Our new Launch feature makes managing complex machine learning workflows a whole lot easier. Learn how to get started today.
Created on November 14|Last edited on November 16

Introduction

W&B Launch was built to help ML engineers take advantage of specialized hardware and powerful compute resources to run more experiments. But running more experiments at dramatically increased scale requires ML and MLOps teams to rapidly alter both model configuration (hyperparameters and training data) and hardware requests as seamlessly as possible.
With the introduction of Queue Config Templating for W&B Launch, we want to make it even easier for ML engineers to alter their compute configurations, and for MLOps engineers to administer and manage secure guardrails to ensure responsible compute consumption.
Admins can now add template variables to their queue configurations for key fields like memory, GPU, and duration. ML engineers can quickly alter these fields whenever they launch a new job. Admins can also set defaults, mins, and maxes for each of these fields in an optimal way that allows their ML team to effectively and efficiently use the pool of resources together.
Here’s a walkthrough example of how to set up queue allowlisting for your ML engineers:
First, head to your user settings page and toggle on the Launch allow list feature flag.


MLOps: Queue Configuration

Next, we need to work with MLOps to configure our queue (in this example, a Kubernetes queue).
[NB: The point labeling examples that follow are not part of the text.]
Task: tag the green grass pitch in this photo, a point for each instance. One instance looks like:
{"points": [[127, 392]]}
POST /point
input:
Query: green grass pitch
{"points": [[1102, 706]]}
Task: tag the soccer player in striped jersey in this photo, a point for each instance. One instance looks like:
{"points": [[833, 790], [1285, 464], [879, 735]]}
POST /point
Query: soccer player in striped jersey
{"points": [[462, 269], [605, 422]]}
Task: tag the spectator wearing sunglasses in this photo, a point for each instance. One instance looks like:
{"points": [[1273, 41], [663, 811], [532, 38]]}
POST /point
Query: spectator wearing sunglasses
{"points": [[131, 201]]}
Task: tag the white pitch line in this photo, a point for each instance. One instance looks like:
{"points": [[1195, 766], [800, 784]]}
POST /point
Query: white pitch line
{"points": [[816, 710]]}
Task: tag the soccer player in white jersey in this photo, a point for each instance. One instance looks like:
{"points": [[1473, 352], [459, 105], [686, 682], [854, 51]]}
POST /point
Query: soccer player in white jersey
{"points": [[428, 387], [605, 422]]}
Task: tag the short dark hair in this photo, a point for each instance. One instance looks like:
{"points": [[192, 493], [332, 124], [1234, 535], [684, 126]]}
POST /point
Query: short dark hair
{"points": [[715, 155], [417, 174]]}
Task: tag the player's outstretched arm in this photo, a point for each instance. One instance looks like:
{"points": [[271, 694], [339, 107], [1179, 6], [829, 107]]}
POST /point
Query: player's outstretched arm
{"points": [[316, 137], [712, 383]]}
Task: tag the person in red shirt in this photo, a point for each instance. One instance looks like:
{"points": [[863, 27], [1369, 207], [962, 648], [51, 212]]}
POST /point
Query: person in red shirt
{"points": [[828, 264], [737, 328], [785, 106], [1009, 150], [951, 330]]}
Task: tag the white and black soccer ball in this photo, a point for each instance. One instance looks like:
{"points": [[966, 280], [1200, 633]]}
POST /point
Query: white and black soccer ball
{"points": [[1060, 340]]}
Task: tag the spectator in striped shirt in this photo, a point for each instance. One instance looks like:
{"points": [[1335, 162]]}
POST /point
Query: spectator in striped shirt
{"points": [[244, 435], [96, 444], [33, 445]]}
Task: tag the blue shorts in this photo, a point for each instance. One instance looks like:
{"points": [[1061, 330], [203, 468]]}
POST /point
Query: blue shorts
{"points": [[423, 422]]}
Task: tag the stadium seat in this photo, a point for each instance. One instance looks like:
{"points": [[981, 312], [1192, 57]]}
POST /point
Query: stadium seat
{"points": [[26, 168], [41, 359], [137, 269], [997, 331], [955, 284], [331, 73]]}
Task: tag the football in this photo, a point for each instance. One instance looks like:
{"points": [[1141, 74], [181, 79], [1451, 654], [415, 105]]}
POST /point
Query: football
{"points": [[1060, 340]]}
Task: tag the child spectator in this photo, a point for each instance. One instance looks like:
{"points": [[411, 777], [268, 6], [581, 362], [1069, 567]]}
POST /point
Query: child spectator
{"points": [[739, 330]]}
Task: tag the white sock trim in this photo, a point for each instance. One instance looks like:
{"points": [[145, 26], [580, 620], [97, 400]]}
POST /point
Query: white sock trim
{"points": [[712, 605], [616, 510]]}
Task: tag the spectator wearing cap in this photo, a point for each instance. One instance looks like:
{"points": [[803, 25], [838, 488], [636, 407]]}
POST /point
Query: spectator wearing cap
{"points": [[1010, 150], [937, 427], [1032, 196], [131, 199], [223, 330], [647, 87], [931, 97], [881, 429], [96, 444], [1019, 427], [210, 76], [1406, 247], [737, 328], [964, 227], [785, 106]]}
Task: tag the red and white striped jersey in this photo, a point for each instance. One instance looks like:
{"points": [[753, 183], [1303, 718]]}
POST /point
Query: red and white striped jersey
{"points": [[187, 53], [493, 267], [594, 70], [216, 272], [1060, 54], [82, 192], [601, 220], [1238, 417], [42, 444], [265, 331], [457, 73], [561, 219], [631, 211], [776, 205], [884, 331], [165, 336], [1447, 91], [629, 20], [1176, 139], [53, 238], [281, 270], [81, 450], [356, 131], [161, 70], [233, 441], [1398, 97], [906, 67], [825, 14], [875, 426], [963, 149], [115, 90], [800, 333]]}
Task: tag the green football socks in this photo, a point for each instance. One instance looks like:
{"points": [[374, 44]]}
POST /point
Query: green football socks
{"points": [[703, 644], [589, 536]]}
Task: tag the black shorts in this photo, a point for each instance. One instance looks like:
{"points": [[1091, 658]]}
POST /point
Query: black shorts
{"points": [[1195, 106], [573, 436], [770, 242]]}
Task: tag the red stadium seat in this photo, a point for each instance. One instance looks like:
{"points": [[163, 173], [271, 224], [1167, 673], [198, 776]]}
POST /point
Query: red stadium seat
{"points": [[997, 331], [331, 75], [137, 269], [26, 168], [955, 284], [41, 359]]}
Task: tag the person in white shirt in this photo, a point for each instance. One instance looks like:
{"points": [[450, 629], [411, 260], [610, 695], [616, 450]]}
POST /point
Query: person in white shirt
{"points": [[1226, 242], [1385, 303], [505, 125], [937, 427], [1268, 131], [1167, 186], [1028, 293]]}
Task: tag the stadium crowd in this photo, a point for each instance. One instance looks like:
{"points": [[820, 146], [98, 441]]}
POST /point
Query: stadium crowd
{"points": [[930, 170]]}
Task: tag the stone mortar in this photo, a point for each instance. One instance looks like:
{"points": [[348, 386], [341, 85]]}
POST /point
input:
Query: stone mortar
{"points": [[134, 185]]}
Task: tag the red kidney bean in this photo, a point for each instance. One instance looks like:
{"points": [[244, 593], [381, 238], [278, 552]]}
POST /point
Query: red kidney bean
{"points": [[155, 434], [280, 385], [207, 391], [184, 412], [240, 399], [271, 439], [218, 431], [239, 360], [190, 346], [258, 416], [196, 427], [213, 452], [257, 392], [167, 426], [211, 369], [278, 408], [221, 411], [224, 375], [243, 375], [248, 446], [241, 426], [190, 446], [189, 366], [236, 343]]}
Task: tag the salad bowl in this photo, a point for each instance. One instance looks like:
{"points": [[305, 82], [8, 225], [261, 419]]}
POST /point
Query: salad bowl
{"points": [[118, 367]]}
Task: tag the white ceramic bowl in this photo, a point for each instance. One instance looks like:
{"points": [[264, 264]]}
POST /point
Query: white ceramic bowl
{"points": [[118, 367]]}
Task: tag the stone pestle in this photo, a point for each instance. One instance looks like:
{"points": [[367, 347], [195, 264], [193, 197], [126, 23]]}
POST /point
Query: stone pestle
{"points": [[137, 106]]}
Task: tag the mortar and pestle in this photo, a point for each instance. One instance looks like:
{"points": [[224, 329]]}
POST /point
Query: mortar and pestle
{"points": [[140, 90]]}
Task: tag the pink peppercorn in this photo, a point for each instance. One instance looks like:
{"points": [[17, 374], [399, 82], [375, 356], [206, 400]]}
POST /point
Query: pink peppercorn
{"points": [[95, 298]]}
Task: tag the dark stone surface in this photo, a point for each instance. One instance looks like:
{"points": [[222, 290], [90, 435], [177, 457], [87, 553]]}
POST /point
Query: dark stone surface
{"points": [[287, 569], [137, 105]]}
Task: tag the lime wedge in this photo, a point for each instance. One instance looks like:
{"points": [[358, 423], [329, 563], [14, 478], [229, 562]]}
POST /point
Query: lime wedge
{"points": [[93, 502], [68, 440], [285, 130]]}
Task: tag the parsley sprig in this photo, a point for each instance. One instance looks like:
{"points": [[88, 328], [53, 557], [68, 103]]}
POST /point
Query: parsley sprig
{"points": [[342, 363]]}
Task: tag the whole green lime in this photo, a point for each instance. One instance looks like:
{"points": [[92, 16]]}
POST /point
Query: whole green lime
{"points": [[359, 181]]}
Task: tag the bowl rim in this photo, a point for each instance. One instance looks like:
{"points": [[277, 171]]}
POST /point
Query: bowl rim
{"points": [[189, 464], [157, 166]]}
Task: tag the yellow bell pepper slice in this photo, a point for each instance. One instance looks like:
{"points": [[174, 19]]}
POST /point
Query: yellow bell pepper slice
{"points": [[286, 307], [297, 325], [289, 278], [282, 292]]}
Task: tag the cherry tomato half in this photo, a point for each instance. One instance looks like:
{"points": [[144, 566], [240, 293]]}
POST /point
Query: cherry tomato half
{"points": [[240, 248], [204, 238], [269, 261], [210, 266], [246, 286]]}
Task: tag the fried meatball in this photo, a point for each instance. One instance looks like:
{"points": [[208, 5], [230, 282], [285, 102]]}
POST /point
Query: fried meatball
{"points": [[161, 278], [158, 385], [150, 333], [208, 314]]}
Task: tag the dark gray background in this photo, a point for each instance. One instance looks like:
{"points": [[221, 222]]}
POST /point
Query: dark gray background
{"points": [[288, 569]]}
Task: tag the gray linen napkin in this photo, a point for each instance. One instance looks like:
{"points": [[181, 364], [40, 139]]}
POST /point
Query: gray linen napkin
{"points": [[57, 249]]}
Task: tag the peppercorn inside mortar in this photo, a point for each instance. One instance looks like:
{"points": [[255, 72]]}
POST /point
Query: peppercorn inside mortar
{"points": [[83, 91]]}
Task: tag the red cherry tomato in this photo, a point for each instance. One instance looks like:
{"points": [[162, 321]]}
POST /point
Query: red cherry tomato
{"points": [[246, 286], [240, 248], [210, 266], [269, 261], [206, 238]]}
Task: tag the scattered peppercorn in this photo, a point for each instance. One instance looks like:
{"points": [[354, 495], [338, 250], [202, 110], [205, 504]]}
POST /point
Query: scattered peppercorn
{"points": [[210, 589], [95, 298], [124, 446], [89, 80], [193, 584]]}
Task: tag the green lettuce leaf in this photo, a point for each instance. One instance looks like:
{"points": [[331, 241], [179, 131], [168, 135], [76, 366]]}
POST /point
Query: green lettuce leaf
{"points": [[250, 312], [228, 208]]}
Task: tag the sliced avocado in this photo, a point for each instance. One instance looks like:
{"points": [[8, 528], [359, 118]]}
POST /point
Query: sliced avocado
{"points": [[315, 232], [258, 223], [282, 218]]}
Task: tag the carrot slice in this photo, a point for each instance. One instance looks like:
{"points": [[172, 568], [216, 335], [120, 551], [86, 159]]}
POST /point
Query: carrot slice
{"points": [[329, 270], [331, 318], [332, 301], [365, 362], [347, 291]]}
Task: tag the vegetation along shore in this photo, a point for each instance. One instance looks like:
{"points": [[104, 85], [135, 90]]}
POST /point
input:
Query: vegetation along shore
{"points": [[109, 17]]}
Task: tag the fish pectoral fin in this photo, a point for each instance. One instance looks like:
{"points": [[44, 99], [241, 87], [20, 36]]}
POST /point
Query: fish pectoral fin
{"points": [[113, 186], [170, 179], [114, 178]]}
Let’s edit the queue config to add templated fields for memory, GPUs, and maximum run time.

Note that we need to append units (in this case (Mi) when requesting memory. We’ve also added metadata fields for W&B project and entity to observe that usage in our Kubernetes console.
When we click Parse configuration, we’ll see tiles for each of the three templated fields appear below. This is where we’ll edit the display name, min/max/default values, and label for the field.

These fields can also include enumerations of strings, like specific base images you’ve created, specific GPU types on your cluster (e.g. A100 vs. H100), or instance types in a cloud environment (e.g. p2.large vs. p3.2xlarge).
Once we save the config, our ML engineers will see a new experience when launching jobs to this queue.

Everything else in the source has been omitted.